Speaking of movies, there are several unlockable clips to discover, showing – yep, you’ve guessed it – grown men in scary costumes beating seven shades of faeces out of each other. Oh, and talking about how much they ‘rock’ too, of course. The soundtrack featured also has an angry rock/metal/attitude to it. Generic punk and thrashy songs about ‘breaking up’ (hoho!) and beating stuff up…you get the idea. Repetitive music is looped over and over during all menu screens and is enough to drive any sane individual to the brink. Production values are low (to say the least), and yet, surprisingly, amongst the Backyard Garbage is a 60Hz mode – meaning you can suffer 17.5% faster than you’d otherwise have to.

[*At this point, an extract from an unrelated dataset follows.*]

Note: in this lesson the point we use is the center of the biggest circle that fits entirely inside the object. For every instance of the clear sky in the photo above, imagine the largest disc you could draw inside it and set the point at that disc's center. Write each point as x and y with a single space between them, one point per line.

The one saving grace of such a disgustingly-vile piece of software is the two player Versus mode. Which is just that, and nothing more. Two characters; one sandbox full of toys; and two equally-terrible control interfaces through which you can vent your rage. Of course, all the earlier problems are shared, including the magical homing attacks upon everything. Even diving from a height (there are one or two ladders) onto a fallen opponent below ignores any sense of distance; you could roll away to the other side of the level and the move would still connect. A shame really, as the game almost – almost – has a Thrill Kill (PSone) feel to it. Only that wasn’t as rubbish. But the graphic violence is certainly there (hence the  certificate) with cuts and bruises (appearing, as you’d imagine, as red splotches on the drab, untextured surfaces of the characters’ exteriors), and limbs and bodies bending in all manner of unnatural ways. This is a game for adults, right? Not likely. It all seems to be pointing at the lowest common denominator, with scantily-clad ‘Backyard Chicks’ featuring in the menu backgrounds, the bonus videos and even as playable characters in the game itself (the female form has never looked so undesirable).
So, take heed of the warning on the box: Don’t Try This At Home, because you’re better off not bothering. Try hitting your head against a brick wall for about half an hour instead.